The supervisor or investigation screener may close a report of abuse or neglect without assigning it for investigation for the following reasons:

  •  The situation does not appear to involve a reasonable likelihood that a child will be abused or neglected in the foreseeable future.

      Exception: This does not apply when the report is related to deaths from abuse or neglect when there are no surviving children in the home.

  •  The allegations are too vague or general to determine whether a child has been abused or neglected or is likely to be abused or neglected.

  •  The report does not give enough information to locate the child or the child's family or household. Before closing the report, staff must search:

local records,

  •  SAVERR (the State’s Medicaid eligibility system),

  •  IMPACT records (IMPACT is DFPS's automated case management system), and

  •  the telephone directory, to explore all possible resources to locate the necessary information.

  •  The report has been reclassified and referred to the DFPS Adult Protective Services or Child Care Licensing divisions. If the reclassification and referral requires a priority change, the priority of the intake must be changed in IMPACT to Priority N, and the reason for the change must be documented as Closed and Reclassified.

  •  Handling the report is not the responsibility of CPS and will be investigated by another state agency in Texas, another state’s protective services program; or a law enforcement agency.

      If closing the report without assigning it for investigation requires a priority change:

  •  the priority of the intake must be changed in IMPACT to Priority N, and

  •  the reason for the change must be documented in Other Agency/Out of State.

  •  The reported information has already been investigated.

Notifying the Reporter

When the supervisor closes a report without assigning it for investigation, staff:

  •  notify the reporter;

  •  provide assistance, as needed, related to information and referral (I&R); and 

  •  advises the reporter about signs of abuse and neglect that may raise future concerns to help the reporter determine whether to report again.

See 2154 Notifying the Reporter When a Report Is Closed.

2156.1 Reports of Abuse or Neglect That Require Supervisory Approval for Closure

CPS August 2009

The supervisor must obtain approval from a program director before closing without assignment any intake report that was:

  •  prioritized by the DFPS Statewide Intake (SWI) Division as a P1 or P2; or

  •  formally screened and recommended for investigation.

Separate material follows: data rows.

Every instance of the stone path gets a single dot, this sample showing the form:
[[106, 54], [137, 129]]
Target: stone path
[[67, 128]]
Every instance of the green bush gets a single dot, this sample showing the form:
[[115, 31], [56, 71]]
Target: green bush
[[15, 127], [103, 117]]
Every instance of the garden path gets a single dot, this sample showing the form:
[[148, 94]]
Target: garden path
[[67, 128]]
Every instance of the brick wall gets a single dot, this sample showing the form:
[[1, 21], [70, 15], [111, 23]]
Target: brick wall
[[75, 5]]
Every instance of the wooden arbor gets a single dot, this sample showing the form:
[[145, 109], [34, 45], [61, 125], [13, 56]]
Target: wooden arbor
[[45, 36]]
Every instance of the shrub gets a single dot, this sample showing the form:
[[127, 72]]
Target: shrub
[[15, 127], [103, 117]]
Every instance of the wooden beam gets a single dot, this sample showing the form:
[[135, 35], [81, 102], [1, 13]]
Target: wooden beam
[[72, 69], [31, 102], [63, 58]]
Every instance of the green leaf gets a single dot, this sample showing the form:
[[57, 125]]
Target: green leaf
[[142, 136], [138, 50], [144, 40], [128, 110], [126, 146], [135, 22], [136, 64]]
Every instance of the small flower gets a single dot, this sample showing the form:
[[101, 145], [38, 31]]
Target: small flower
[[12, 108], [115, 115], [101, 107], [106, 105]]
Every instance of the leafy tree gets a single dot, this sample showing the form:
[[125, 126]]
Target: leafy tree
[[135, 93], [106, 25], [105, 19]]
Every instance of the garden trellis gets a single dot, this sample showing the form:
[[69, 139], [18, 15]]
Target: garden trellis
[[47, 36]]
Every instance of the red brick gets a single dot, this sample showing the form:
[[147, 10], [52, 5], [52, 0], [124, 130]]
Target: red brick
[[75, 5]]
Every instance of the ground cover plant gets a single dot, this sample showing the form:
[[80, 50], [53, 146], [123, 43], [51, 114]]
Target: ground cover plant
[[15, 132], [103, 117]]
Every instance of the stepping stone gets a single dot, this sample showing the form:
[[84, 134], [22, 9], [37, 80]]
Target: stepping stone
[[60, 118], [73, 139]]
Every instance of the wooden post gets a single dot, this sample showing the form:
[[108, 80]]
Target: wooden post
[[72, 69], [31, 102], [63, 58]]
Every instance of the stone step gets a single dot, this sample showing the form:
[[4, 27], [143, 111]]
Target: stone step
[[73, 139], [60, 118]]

2157 Receiving a New Report During an Open Investigation of Abuse or Neglect

CPS August 2009

If a new report is received about a case while the case is being investigated, the worker progresses the new report from the Intake stage to the Investigation stage in IMPACT case management system before merging the two reports.

Progressing the new report to the Investigation stage before merging the reports ensures that the details about the reporter, the victim, and the allegations are carried forward correctly.